Etablierung und Aufwertungsversuche eines Frauenberufes um 1900

Tatjana Timoschenko

Der Beruf der Verkäuferin zählt heute zu den «typischen Frauenberufen». Noch vor rund einhundert Jahren war dieses Berufsfeld eine Männerdomäne, in der sich Frauen erst etablieren mussten. Die Frage, wie die Tätigkeit der Verkäuferin im Wilhelminischen Kaiserreich zu einem entlohnten und gesellschaftlich akzeptierten Beruf für Frauen wurde, steht im Mittelpunkt dieser Arbeit. Die Mitte der 1890er Jahre zunehmende «Feminisierung des Verkaufspersonals» wurde von den Zeitgenossen kritisch verfolgt. Einige Berufsverbände versuchten das Ansehen und die zum Teil erschreckenden Arbeitsbedingungen des weiblichen Verkaufspersonals zu verbessern, kamen hierbei allerdings in Konflikt mit männlich dominierten Verbänden sowie mit standesbewussten Kontoristinnen. Unerwartet wurden einige große Warenhäuser zu Vorreitern der Berufsetablierung, indem sie eine Ausbildung für Verkäuferinnen anboten und für moderne Arbeitszeitregelungen eintraten.
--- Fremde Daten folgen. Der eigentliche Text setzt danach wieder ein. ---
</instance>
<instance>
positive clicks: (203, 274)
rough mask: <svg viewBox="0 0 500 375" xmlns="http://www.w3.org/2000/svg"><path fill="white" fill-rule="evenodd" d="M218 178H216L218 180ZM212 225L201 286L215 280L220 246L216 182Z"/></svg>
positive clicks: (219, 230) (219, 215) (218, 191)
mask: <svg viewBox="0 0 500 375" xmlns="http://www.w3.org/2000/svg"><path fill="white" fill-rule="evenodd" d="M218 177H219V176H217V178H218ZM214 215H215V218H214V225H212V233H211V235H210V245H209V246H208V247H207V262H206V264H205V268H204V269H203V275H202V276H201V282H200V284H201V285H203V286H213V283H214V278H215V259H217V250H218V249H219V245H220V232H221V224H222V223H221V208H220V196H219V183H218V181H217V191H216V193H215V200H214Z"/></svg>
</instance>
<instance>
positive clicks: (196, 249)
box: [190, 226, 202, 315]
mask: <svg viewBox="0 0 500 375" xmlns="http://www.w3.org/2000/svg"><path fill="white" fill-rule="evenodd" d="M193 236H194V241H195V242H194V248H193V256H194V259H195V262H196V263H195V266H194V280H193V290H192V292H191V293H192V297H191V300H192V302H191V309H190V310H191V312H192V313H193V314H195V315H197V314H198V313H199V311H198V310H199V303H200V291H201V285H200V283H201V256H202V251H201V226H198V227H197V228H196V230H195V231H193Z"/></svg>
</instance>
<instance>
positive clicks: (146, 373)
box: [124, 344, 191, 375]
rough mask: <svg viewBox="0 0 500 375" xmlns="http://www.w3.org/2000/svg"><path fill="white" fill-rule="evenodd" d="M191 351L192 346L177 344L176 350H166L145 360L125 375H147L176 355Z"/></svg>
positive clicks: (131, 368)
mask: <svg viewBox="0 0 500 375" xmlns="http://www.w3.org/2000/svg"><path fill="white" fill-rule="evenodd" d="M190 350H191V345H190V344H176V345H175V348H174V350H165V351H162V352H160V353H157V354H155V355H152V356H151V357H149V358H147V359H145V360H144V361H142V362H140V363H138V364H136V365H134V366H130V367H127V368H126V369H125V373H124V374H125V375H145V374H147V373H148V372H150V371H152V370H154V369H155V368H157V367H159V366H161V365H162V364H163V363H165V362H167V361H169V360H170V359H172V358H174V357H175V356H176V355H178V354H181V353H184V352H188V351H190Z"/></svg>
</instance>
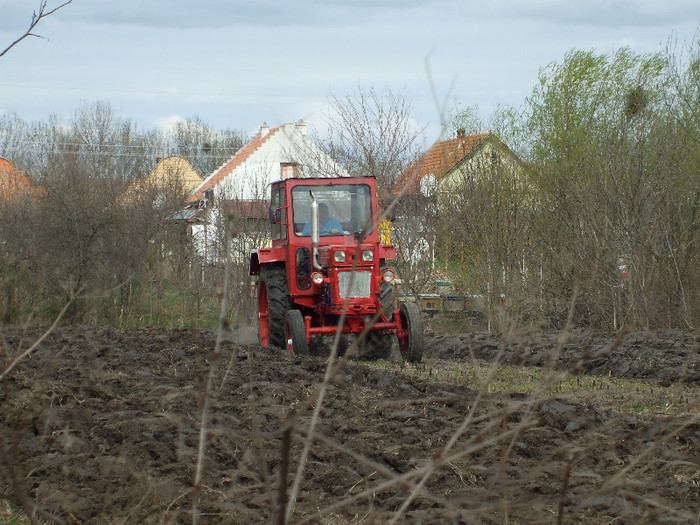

Aus dem Inhalt: Soziale Lage und Arbeitswelt von Verkäuferinnen im Wilhelminischen Kaiserreich (1890-1914) – Ansehen des Berufsstandes – Organisation in Verbänden und Vereinen – Personalpolitik der Warenhäuser – Förderung und Etablierung einer speziellen Verkäuferinnen-Ausbildung – Besondere Berücksichtigung der Entwicklung in Hamburg.